Added to the genetic modification of plants, our depleted soils also mean that there is less mineral content available, resulting in declines of copper, iron, magnesium and potassium, to name but a few. And because we have now become accustomed to a huge variety of fruit available to us year round, this means that the produce is picked before it ripens, leading to a further loss in vitamin content. Each successive generation of fast-growing, super-sized, pest-resistant fruit is less nutrient-dense than the previous.
Research comparing phytonutrients from wild fruits and vegetables compared to commercially grown show a huge difference, for example; one species of apple contained 100 times more than it’s commercially grown cousin. Wild dandelions are 7 times more nutrient-dense than spinach and purple potatoes from Peru (say that quickly!!) contain 28 times more cancer fighting anthocyanins than our regular russet potatoes.
In our ancestors day fruits were only eaten seasonally (primarily during summer), not year round and would have been necessary for the storage of body fat required for surviving through a hard winter when food was scarce. However, the fruits were virtually unrecognisable as the ones we see in our shops today. Peaches, for example, were small, hard and cherry like, unlike the ones we are so familiar with today – which are now a whopping 64 times larger! Apples were small and tart and much more fibrous.Although fruit does provide phytonutrients, many people feel that this justifies eating – or drinking – several portions in one day. But just one 16oz smoothie can contain 46 grams of fructose sugars!

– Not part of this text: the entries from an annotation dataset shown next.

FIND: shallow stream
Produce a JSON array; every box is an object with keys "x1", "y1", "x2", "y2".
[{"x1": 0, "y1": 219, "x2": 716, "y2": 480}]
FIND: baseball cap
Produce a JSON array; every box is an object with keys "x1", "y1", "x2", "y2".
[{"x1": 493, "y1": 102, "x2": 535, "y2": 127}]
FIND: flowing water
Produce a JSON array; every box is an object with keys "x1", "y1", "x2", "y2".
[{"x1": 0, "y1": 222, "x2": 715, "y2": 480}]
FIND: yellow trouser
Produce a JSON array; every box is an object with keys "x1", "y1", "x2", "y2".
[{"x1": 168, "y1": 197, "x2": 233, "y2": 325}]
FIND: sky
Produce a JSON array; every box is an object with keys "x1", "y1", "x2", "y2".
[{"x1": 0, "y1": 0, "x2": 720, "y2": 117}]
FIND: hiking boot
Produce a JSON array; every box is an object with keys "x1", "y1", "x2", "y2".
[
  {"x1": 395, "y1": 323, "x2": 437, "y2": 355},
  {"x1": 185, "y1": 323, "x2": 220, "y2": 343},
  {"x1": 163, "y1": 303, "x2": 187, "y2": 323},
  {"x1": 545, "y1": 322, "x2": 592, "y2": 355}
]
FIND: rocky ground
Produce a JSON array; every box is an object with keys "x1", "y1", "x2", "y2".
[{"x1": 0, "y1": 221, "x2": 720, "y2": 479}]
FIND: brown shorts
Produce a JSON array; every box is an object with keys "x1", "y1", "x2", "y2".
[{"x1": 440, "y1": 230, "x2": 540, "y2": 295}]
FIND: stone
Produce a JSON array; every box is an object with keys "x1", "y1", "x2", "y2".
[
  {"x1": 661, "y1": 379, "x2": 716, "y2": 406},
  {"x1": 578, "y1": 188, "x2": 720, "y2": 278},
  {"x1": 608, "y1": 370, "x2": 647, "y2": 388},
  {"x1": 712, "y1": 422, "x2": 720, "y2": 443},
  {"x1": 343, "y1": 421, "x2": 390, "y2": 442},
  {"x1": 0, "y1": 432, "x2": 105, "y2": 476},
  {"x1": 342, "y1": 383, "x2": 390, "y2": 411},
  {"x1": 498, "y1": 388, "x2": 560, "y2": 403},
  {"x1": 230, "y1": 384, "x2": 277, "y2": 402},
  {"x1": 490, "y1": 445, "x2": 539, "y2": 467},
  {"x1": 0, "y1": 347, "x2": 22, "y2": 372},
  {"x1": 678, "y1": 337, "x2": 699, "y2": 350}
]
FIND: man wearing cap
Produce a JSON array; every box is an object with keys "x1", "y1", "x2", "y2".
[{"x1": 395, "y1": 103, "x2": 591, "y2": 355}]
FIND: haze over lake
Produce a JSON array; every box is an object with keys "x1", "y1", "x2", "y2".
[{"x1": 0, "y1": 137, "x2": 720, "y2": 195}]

Drinking fruit juice is akin to drinking sodas such as coke – and we are all becoming much more aware of the high sugar content in sodas, and the impact they have on our health. Fruit juice is just as problematic – injecting a huge sugar dose straight into the bloodstream and to the liver, where it can contribute to the development of non-alcoholic fatty liver disease.
Limiting intake to a couple of portions of whole fruit a day – if you are metabolically healthy – is actually all you need to reap the benefits of the nutrients they offer. But if you have metabolic issues such as insulin resistance, Type 2 Diabetes, obesity etc you might want to cut fruit out altogether, and definitely limit fruit with a high fructose content such as bananas, tropical fruits, grapes, kiwis, cherries and particularly dried fruit, as this is packed with sugar and extremely easy to overeat.
Fruits such as avocados, olives (yes they are actually fruit!) lemons and limes are super low in fructose with the added benefit that avocados and olives are loaded with healthy fats. Berries also pack a phytonutrient punch without being too high in their sugar content. A handful tastes great paired with a spoonful of live yogurt.
Whilst you shouldn’t be afraid of fruit, it is important to eat it mindfully. Treat it as an occasional dessert after you have eaten a nutrient dense meal, if you are still hungry.
But if you are needing to up your intake of fruit and vegetables generally, then concentrate on adding in a wide variety of fibrous veggies first, as these offer a multitude of health benefits without the detrimental effects that fructose can have on your liver and metabolic health.